3-Dimensional Lattice Paths

Integer sequences exist everywhere, and not only can they describe patterns found in mathematics (e.g. the famous Fibonacci sequence), but can also describe natural phenomena!

The purpose of this project was to find integer sequences enumerating the number of paths from (0,0,0) to (n,n,n) using various sets of acceptable steps. Another goal, if possible, was to examine the long-term/statistical behavior of such integer sequences. This problem is related to a similar but more famous problem in 2 dimensions - namely, how can we can from (0,0) to (x,y) if we can only move up 1 spot or to the right 1 spot at a time? Hint: related to Pascal's triangle and binomial coefficients, see Abstract below

As the project leader, my responsibilities included being the leading the research effort, organizing and maintaining our research, and working with editors of the Online Encyclopedia of Integer Sequences (OEIS) to peer-review, get accepted, and publish the integer sequences that we found to be interesting. Throughout the duration of the project, the team found/examined integer sequences that were already in the OEIS as well those that were not. Some of the integer sequences that the team found were already published in the OEIS, but did not already have our interpretation. Two of our publications were new interpretations to previously authored sequences, and one was a brand new integer sequence, enumerating a pattern never seen before.

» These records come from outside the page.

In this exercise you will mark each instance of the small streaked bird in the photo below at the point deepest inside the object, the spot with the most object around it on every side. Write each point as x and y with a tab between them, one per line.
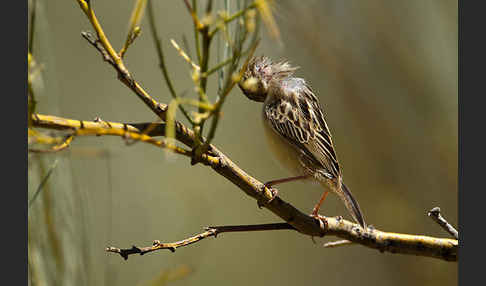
296	129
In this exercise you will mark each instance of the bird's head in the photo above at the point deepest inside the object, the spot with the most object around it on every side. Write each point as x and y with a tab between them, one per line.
258	74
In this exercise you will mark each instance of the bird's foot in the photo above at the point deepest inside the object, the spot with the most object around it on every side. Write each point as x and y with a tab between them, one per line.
262	203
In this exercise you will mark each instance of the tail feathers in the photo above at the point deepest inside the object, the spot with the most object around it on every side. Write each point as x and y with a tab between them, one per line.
351	204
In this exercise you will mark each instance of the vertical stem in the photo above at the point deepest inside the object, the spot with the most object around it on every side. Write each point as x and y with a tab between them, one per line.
32	26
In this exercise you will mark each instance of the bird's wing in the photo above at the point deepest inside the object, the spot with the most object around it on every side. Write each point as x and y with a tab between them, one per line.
295	114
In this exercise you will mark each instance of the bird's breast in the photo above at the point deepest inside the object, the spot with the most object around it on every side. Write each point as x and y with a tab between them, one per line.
285	153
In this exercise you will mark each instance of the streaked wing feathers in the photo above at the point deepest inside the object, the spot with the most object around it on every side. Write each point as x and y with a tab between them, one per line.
298	118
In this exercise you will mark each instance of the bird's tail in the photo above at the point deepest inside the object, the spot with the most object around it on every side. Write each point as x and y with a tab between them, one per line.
351	204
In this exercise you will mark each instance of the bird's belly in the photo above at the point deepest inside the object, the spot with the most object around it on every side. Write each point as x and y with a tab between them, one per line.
284	152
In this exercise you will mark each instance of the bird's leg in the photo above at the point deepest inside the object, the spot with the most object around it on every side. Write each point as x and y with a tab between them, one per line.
318	205
274	191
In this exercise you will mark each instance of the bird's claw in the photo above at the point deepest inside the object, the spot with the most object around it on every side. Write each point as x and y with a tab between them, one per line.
274	191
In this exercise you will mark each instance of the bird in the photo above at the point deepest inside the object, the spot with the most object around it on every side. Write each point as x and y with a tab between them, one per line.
296	129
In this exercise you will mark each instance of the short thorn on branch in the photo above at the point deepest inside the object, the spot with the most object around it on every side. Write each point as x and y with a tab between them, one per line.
210	231
438	218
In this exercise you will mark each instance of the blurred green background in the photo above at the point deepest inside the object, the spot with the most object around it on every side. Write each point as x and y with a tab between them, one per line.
386	75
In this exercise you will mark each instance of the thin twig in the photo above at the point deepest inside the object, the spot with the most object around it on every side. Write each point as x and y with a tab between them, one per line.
32	26
442	248
438	218
337	243
42	184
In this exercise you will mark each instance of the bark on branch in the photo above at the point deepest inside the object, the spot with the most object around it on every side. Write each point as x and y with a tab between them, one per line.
442	248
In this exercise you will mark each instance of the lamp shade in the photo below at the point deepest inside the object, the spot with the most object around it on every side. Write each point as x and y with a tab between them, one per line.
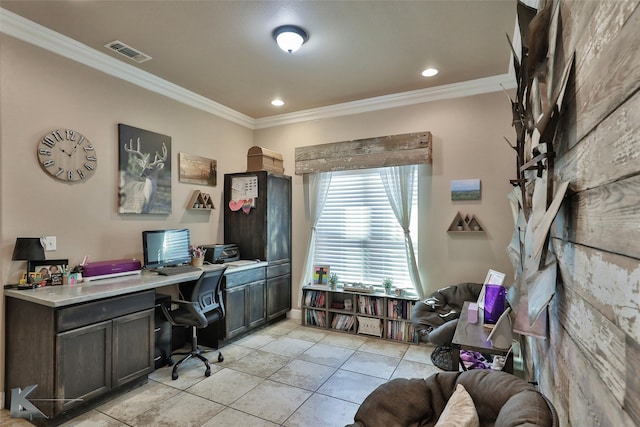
28	249
290	37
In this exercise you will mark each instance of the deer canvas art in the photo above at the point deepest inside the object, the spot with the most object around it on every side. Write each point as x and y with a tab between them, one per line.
145	171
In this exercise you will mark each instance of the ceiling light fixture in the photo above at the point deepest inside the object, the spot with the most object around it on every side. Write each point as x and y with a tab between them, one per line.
429	72
290	37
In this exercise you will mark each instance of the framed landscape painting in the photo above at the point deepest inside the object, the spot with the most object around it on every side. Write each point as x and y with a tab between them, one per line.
198	170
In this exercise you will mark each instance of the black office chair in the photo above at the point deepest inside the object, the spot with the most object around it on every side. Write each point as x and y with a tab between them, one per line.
202	305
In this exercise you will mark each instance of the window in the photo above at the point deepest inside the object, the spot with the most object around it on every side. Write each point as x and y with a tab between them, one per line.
358	235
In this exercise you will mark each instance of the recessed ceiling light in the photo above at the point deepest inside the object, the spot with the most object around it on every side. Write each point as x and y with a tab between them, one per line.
290	37
429	72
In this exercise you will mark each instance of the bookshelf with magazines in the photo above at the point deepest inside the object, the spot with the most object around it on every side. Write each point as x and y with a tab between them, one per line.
365	313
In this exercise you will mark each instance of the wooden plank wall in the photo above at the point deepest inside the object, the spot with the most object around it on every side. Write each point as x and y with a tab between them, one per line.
590	364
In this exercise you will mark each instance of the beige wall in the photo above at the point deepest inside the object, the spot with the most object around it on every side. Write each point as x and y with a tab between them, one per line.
468	142
42	92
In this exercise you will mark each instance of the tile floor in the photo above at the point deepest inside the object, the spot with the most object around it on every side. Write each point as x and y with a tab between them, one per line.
282	375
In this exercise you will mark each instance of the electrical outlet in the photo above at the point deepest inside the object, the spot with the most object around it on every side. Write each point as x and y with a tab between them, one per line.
50	243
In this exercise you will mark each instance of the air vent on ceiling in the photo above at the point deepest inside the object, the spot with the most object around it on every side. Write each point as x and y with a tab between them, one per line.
128	51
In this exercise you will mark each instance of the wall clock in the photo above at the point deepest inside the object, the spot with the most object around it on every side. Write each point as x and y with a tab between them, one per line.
67	155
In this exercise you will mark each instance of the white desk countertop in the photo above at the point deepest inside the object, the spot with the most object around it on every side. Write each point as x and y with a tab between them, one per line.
60	296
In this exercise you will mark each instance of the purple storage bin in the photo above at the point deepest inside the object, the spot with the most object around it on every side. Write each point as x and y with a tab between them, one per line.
494	303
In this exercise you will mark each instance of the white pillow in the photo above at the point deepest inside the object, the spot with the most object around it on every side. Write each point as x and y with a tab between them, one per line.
460	411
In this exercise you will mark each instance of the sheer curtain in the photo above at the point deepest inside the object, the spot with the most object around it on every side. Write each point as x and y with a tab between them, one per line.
317	188
398	183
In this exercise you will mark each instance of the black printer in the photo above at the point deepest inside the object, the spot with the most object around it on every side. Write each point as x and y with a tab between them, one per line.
221	253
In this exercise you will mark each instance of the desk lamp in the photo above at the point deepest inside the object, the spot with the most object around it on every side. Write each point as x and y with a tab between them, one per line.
28	249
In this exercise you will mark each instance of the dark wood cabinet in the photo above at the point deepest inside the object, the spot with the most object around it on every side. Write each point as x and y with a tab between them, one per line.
244	301
264	233
80	352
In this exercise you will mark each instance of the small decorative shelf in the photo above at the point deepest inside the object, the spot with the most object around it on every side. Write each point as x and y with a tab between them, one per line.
200	201
466	224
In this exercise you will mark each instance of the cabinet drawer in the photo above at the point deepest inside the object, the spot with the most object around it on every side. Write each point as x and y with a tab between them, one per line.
244	277
278	270
96	311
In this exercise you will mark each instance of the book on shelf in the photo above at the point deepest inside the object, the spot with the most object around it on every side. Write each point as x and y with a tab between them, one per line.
315	317
400	309
315	298
370	305
342	322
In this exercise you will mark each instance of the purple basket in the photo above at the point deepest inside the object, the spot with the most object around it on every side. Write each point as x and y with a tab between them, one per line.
494	302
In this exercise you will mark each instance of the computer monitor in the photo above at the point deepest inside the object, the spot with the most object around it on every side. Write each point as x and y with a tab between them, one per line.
164	248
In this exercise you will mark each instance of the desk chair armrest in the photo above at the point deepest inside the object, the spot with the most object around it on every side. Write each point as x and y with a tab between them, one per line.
192	308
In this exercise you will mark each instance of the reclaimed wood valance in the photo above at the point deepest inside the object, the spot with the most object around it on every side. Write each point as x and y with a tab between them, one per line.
383	151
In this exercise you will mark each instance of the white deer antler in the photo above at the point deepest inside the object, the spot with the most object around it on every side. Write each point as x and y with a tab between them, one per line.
159	160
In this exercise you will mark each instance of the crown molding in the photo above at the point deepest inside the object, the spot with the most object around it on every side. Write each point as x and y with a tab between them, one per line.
402	99
38	35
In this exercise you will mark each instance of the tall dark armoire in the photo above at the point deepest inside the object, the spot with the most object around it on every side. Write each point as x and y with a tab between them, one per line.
264	232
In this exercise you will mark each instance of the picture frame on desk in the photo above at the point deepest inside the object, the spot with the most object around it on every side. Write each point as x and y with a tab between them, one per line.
48	269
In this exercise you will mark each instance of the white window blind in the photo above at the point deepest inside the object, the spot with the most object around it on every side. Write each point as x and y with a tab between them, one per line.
358	235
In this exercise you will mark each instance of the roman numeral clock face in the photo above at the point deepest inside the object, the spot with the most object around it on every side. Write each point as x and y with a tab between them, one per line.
67	155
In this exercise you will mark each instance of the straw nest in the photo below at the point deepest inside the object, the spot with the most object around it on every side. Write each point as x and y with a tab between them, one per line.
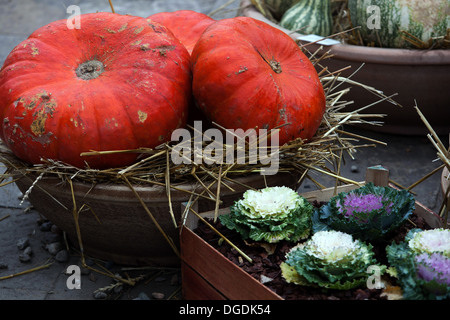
303	159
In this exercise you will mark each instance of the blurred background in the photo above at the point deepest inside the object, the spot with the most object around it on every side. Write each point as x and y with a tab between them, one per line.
409	158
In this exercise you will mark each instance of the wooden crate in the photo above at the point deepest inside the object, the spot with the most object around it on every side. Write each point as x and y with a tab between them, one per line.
208	275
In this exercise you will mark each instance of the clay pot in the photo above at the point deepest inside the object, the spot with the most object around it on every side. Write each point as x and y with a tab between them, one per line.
126	234
421	75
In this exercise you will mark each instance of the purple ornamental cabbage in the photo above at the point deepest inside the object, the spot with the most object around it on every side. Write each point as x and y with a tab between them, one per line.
355	204
433	267
368	213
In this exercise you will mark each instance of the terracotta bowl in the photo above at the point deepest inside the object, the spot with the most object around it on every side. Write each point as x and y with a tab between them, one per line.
421	75
126	234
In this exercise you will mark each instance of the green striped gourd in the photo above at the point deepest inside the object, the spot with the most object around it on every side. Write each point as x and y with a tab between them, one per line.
424	19
279	7
309	17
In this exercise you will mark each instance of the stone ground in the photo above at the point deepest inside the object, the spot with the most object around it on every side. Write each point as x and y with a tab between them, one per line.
408	158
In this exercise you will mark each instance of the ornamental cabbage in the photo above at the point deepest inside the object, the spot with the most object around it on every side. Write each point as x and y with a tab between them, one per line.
434	240
330	259
421	264
270	215
368	213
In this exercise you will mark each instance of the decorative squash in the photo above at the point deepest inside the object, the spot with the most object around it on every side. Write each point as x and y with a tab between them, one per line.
248	74
422	19
279	7
186	25
118	82
309	17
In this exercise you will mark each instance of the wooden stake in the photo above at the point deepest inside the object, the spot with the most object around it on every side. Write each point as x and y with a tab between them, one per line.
378	175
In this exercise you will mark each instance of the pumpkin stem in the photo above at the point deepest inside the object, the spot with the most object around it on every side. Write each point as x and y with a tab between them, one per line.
90	69
275	65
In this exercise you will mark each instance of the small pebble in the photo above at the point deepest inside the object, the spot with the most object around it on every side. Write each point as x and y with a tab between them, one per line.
160	279
23	243
28	251
118	289
109	265
55	229
45	226
54	247
142	296
174	281
62	256
157	295
23	257
50	237
100	295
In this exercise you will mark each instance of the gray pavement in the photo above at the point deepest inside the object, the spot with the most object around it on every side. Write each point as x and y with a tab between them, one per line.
408	158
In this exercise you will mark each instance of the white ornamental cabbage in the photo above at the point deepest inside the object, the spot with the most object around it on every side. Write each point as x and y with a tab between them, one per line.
430	241
270	215
330	259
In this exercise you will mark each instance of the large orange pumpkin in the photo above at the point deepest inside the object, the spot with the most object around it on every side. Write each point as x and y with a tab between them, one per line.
248	74
186	25
118	82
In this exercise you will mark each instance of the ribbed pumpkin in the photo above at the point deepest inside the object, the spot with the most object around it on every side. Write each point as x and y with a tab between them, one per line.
186	25
309	17
248	74
422	19
118	82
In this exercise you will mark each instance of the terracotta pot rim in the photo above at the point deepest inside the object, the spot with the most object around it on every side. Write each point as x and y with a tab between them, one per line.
365	54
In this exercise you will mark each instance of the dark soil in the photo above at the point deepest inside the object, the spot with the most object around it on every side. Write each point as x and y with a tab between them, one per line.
268	265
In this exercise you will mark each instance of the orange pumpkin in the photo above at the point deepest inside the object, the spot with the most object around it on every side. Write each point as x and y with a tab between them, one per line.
119	82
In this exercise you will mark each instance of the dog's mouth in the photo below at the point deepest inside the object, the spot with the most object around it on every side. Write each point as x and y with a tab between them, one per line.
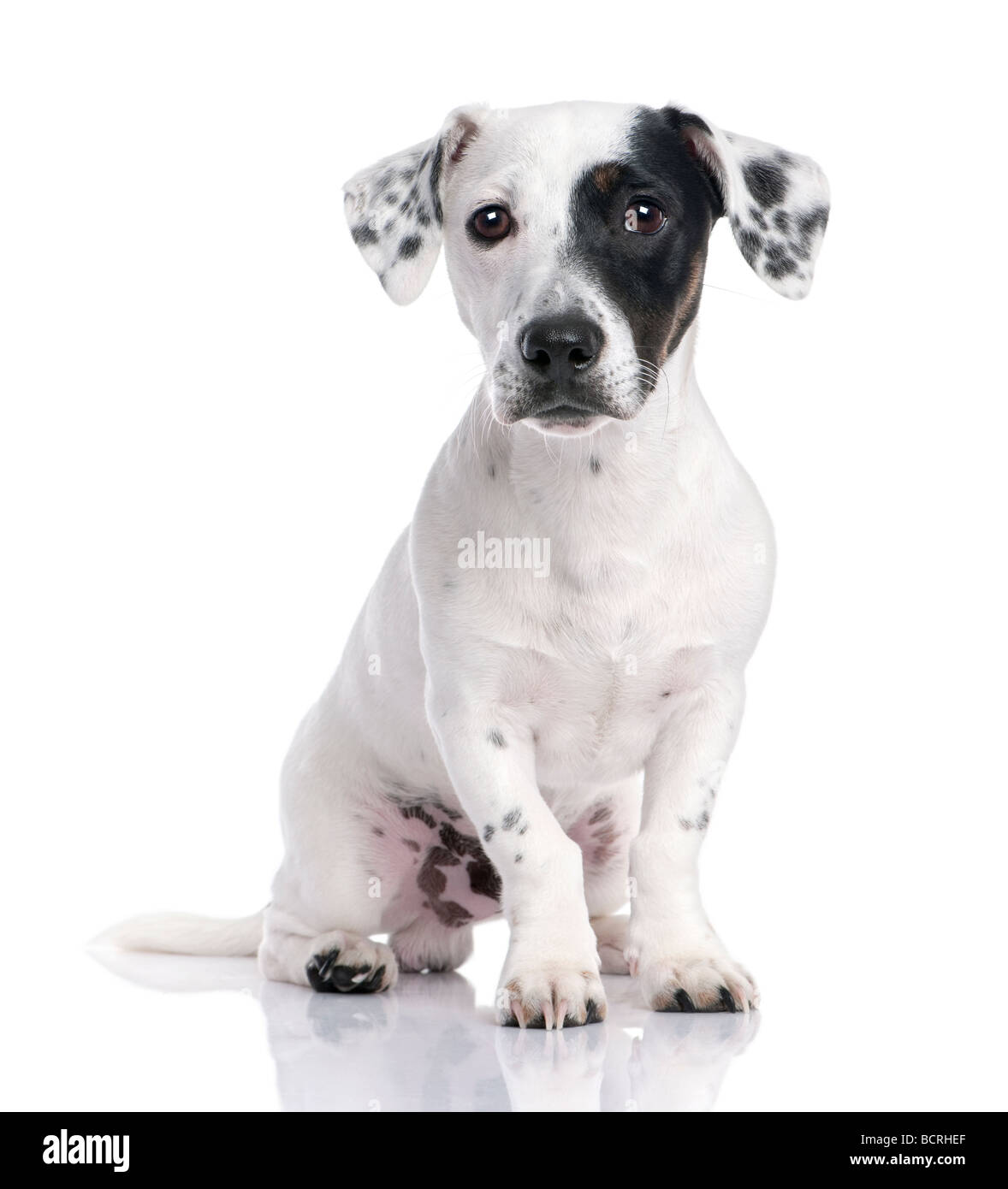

Comparison and Hybridization of Advanced Quadrature Techniques

Quadrature, synonymous with numerical integration, is the process of determining the area of a particular figure or region. However, it may not always be possible to find an exact area, which is why techniques meant to estimate the area have been created!

This project examines Gaussian quadrature, Romberg's method, and tanh-sinh quadrature, compares their application and performance for various functions, and attempts to hybridize the different methods to create highly optimized numerical integration techniques for various real functions.